4. Automation of data science. Once you have your clean, meaningful data, what do you do with it? You might run a report, filter the results, add some additional data, change the visualization approach, and find a fragment of knowledge that sends you back into the loop, running and refining different steps until you have uncovered some truth about a situation. The common parlance is to call that an insight. This takes time, and expertise. Both of which seem to be in remarkably short supply. We have spoken to several companies that have an open book on recruiting data scientists – they are hard to find and keep, because demand is still outstripping supply. People are the bottleneck in the process to garner further insights. If we want to talk about AI, this is surely the place to apply it. If we can automate many of the recurring steps in data science, and allow scientists and professional business users alike to be augmented by super-smart assistants that understand Granger causality and vector auto-regression, to run multiple steps in parallel and suggest not the best pizza in town, but the most likely root-cause analysis of a specific scenario based on the thousands of similar situations the system has reviewed, then we have something genuinely transformative.


I’m being a little unfair on Viv. This technology is not trying to solve the world’s problems. If it works as advertised it will be a major component in our future lives, helping people talk naturally to their virtual assistant, and combining various services in useful ways.

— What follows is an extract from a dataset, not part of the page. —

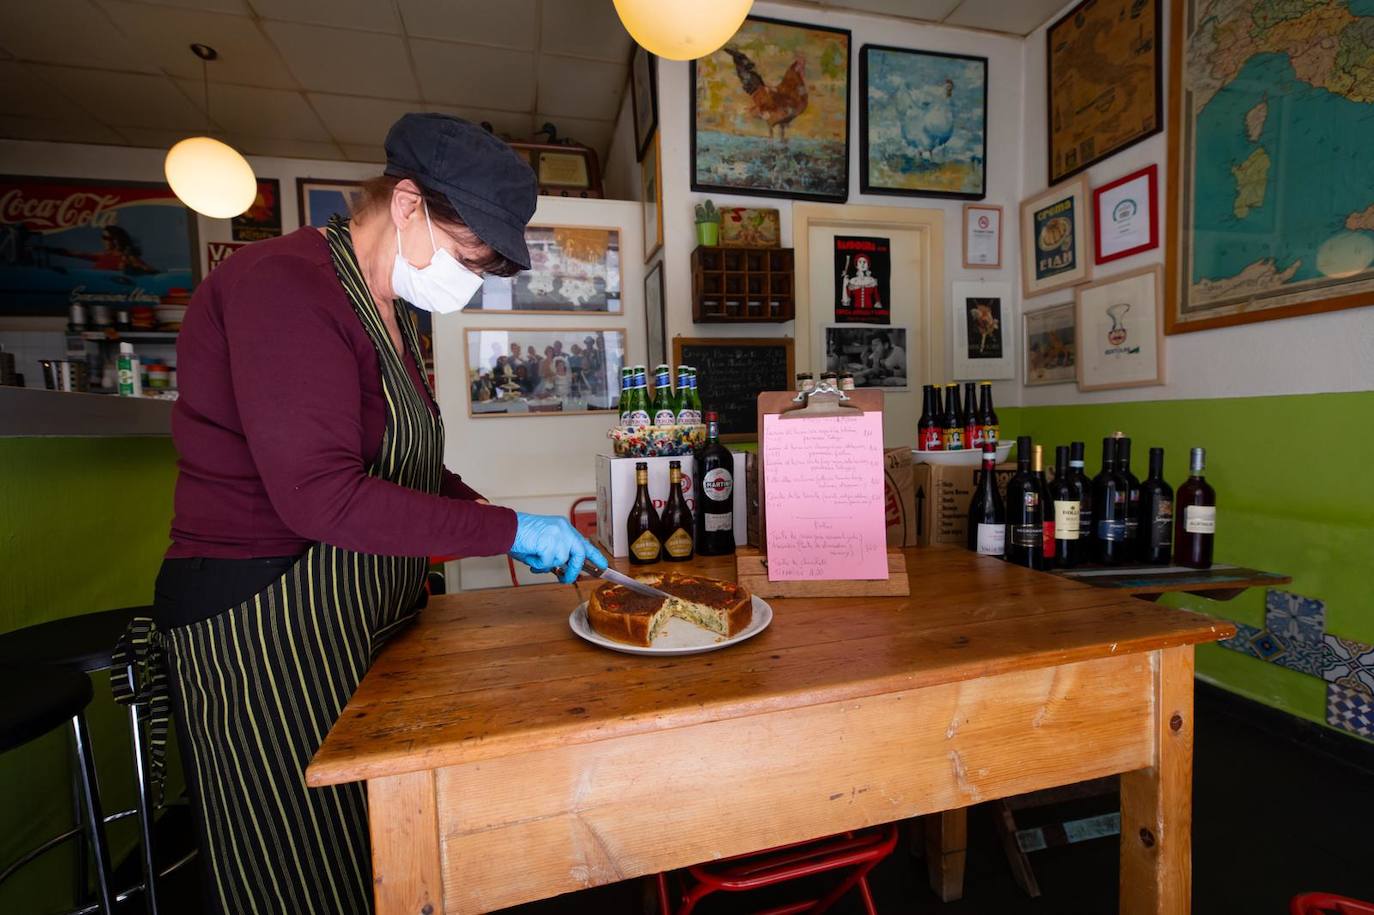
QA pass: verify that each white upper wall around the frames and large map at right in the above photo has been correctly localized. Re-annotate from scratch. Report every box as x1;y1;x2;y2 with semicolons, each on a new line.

I’m pretty excited by the proposition. In some ways though, Viv is purely an advanced user interface, only as powerful as the underlying applications. To gain traction the team at Viv will need to attract a large portfolio of third-party developers, who will hope that their service will rise to the top – a chance to be first place in the search list of the ‘new’ google.

 The gauntlet has been thrown down, though. If someone can combine a Viv-like interface with the ability to manage vast quantities of distributed data, blending and federating data to eliminate quality and performance issues, so that automated data science can run at pace across meaningful information… well then we’ll truly be in a new world. I believe the pieces are already out there for this type of solution.  Over the next few blog posts, I’ll take a look at how to solve each of the challenges, and how a large organisation with the right resources could assemble a revolutionary platform.